Dans son avis, la Commission de garantie estime que cet équilibre sera maintenu avec une durée d’assurance très proche de 41 ans (40,87 ans) en 2012, pour les générations nées en 1952. Cela permettrait de rétablir le rapport qui existait, en 2003, entre le nombre d’annuités exigibles (40 ans) et l’espérance de vie à 60 ans à l’époque (22,39 ans en moyenne). Depuis 2003, comme la durée de cotisation n’augmente plus et que l’espérance de vie continue de progresser, les années de retraite regagnent du terrain et ce jusqu’à l’année prochaine.

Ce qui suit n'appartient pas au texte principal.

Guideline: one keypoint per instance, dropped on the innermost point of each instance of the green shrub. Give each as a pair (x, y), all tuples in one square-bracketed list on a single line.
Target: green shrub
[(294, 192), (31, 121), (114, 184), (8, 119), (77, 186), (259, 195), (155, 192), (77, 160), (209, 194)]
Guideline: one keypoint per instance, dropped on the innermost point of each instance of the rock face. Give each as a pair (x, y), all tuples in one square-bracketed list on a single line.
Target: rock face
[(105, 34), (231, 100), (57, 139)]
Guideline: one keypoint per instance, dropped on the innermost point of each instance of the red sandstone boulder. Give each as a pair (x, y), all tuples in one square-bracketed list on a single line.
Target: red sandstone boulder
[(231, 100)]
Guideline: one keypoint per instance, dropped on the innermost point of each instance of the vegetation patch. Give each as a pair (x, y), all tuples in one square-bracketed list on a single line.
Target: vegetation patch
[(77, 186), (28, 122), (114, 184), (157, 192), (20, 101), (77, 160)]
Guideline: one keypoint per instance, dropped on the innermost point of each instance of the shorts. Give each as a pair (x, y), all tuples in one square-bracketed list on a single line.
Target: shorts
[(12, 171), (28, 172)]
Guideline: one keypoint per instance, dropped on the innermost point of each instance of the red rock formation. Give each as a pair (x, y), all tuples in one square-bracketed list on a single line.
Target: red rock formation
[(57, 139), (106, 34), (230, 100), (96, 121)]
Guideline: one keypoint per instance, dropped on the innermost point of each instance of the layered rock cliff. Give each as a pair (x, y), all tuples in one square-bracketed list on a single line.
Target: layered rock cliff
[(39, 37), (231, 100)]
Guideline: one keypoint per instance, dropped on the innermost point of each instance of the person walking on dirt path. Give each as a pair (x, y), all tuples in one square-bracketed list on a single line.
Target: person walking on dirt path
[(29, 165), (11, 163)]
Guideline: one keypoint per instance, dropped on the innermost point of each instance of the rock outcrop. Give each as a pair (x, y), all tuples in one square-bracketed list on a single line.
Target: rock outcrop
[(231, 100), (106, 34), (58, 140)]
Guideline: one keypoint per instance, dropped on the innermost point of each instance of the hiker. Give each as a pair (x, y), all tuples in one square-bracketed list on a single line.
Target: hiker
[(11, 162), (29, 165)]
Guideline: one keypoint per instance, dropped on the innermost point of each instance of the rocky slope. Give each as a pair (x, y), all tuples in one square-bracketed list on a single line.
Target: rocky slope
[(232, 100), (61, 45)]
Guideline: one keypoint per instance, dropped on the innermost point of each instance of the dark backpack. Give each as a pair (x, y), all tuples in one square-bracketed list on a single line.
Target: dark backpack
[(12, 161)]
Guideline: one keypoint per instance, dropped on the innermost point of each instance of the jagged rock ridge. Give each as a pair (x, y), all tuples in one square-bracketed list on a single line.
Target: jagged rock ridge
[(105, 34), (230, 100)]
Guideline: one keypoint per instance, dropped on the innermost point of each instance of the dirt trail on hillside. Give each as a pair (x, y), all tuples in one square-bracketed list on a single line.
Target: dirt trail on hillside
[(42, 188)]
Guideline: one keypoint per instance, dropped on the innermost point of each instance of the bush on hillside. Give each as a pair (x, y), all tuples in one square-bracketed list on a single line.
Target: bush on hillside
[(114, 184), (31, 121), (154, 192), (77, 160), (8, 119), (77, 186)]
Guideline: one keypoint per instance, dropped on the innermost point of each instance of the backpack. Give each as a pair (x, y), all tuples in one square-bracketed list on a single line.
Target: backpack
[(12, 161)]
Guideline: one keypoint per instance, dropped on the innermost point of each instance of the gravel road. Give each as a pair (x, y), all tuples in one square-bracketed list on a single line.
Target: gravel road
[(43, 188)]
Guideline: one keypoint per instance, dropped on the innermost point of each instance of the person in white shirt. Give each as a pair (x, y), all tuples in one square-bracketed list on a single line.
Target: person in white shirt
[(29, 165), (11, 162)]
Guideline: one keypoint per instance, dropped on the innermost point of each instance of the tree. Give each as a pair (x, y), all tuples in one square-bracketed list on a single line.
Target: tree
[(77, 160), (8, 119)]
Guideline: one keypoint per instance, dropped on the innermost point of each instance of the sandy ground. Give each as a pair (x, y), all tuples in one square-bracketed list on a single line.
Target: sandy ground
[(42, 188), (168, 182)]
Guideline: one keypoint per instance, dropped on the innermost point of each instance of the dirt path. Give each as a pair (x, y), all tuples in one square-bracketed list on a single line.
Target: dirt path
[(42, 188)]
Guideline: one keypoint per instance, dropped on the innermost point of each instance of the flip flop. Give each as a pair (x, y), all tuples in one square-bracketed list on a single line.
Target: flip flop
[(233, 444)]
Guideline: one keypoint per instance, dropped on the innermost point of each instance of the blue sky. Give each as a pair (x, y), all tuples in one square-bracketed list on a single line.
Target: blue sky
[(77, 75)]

Or les projections démographiques présentées par l’Insee à la Commission de garantie font état de nouveaux progrès de l’espérance de vie à 60 ans. Celle-ci doit passer de 23,21 ans en 2009 à 23,74 ans en 2012. Aussi, l’avis rendu hier conclut-il que le passage à 41 ans de cotisation " permet de maintenir constant le rapport constaté en 2003 entre durée d’assurance et durée moyenne de retraite ". Sur le fond, cette conclusion, qui figurait déjà dans un document annexé au projet de budget de la Sécurité sociale pour 2008, n’est pas une surprise. Le Premier ministre, François Fillon, l’avait anticipée dès le 25 septembre, dans un discours prononcé à l’occasion des soixante ans du régime de retraite complémentaire des cadres (Agirc). Le passage aux 41 ans " n’est pas une option ", avait-il lancé, pour ne laisser aucun doute sur ce qui sortira du rendez-vous de l’an prochain. Mais il dispose maintenant de l’appui d’éminents experts.